The plot is getting thicker. And scope creep is already setting in.Friday, June 02, 2006
DOJ wants ISP help in tracking website visits, internet searches, e-mail traffic
Jaime Jansen at 10:50 AM ET
[JURIST] US Attorney General Alberto Gonzales and FBI Director Robert Mueller plan to resume talks on Friday with major internet service providers on retaining customer data on internet activities that would allow them to better combat child pornography and terrorism. An initial meeting [JURIST report] last Friday included American Online, Microsoft, Google, Verizon and Comcast; this week's meeting will include a broader group of representatives from internet companies. The Justice Department [official website] wants to be able to view records that could help them identify which internet users visited specified websites and potentially which users conducted specified searches, as well as determine who exchanged e-mails with whom without disclosing the content of the e-mails.
The issue of government access to detailed internet records is an extremely sensitive one. Earlier this year the Justice Department fought a legal battle [JURIST report] with Google, Inc. [corporate backgrounder] when Google refused to turn over index data or search terms [JURIST report] in response to a Justice Department subpoena [PDF text]. A federal judge ultimately ordered Google [JURIST report] to turn over a limited number of indexed addresses. Justice Department officials have also suggested that retained data could be used to control intellectual property theft and fraud.
The New York Times have more.
Surveillance all round, and this raises the real probability of post-factum surveillance.

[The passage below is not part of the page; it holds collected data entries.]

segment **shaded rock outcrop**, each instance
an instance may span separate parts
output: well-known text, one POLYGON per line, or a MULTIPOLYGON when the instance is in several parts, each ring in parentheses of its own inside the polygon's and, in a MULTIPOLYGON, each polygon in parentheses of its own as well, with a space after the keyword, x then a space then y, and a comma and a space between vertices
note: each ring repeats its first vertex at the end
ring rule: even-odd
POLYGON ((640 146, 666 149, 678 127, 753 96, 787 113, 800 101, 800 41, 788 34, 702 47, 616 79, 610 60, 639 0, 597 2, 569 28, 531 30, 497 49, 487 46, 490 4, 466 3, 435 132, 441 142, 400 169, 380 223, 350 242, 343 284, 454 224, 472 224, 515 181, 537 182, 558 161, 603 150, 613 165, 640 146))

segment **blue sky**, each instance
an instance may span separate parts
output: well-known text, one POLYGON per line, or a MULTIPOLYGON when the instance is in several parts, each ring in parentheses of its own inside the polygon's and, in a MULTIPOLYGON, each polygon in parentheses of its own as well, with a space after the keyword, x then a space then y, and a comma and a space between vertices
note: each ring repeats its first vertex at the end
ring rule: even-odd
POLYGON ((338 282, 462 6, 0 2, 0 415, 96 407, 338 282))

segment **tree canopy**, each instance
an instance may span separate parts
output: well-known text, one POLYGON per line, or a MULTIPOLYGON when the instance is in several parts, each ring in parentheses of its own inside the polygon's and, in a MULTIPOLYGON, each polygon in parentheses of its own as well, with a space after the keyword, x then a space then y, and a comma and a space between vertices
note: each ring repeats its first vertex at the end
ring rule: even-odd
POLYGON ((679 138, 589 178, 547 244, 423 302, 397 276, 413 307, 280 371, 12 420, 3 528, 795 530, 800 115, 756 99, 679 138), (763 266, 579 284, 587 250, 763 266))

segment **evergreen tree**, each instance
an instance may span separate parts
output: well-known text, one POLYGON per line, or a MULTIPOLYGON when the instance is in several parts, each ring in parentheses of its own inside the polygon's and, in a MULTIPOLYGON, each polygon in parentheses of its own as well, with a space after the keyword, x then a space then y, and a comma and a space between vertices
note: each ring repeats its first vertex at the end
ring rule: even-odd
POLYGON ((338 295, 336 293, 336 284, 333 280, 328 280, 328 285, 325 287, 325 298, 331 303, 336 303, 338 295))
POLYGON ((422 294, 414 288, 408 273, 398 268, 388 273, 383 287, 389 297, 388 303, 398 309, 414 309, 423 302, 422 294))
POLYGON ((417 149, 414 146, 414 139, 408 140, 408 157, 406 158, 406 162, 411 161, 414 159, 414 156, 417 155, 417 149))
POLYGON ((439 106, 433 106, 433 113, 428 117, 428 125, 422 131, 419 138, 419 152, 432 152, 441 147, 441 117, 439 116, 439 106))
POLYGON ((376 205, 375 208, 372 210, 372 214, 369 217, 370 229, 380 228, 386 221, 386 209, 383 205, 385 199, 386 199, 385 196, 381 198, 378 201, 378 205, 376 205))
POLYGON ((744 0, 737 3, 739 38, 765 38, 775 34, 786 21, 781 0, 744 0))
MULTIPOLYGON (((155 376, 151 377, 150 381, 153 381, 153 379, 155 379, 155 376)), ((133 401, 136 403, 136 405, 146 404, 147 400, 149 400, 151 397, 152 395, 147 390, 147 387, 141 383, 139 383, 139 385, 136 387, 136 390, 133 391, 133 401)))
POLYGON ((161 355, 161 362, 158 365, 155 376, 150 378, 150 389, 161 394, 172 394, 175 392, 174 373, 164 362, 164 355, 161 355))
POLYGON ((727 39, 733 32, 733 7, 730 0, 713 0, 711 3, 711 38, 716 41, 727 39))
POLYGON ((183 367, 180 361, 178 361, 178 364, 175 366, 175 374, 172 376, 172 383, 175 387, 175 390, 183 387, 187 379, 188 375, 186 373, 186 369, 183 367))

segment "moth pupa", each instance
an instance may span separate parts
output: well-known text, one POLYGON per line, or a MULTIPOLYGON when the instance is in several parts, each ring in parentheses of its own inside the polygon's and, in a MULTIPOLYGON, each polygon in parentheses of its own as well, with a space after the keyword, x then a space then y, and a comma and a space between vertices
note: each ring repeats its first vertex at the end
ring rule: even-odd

"So, can you explain what you were doing looking at this website, on this day, at this time?"even scarier,
"We found that you entered the following search into search engine, on this day, at this time. Please explain."And, like all good government bureaucracies, some nameless Intelligence persona could bring this up years after the fact.
The whole thing is expected to be done by commercial entities, not government ones. The user will be expected to pay directly for this to be conducted regarding their use of the service for which they are paying. Regardless of whether you are suspected of any offence, reasonably or otherwise.
The Internet is for porn. And home invasion. Brought to you by USFedGov™
Smile. Someone [is|will be] watching. Warrants are no object, no objection, and not necessary™
It is becoming increasingly accurate to consider the digital/online world to be very different to anywhere else. A police officer needs to have a reasonable suspicion of illegal activity - or at least some real emergency - before they can enter your home. But, increasingly, that is no longer true if you have an Internet connection in your home.
[While the article refers to developments in the USA, there are signs that our glorious government is heading in the same direction - if they haven't already rushed past already.]
(no subject)
And the quantities of data involved begs the question of how it is to be handled, and secured. It also raises the question of why should users pay to have this kind of data relating to their use of the ISP stored, potentially for years.
I'm trying to get my head around trawling through terabytes of indexes simply to locate the gigbytes you need ot trawl through. A grid computer is going ot be requires just to navigate these data repositories.
Also, why is it OK to have corporate entities collect this information, when the NSA doing so raises a huge hue-and-cry - this is disconcerting to me. What is to stop a corporation - which owns the data - from trawling through it to improve advertising targeting, and so on ... ?
(no subject)
Actually, the corproations own the data because they created it. Copyright, amongst other things.
I'll be launching myself further and further into the murky world of Internet Regulation over the next few months ...
(no subject)
But in court, it would all look so increadibly bad. The disgusting porn sites. That one time you did all that research on how to make a stil. The time you decided to read some middle eastern news/sites to see what the other side was saying...
Also, like you I wonder at the practicalities of all this. More likely that the data will be used for commercial purposes by the companies who collect it, than for actual useful law enforcement.
Besides, I could be committing crimes in my house right now, which as I recall doesn't give the government a right to put a spy camera in my living room just incase.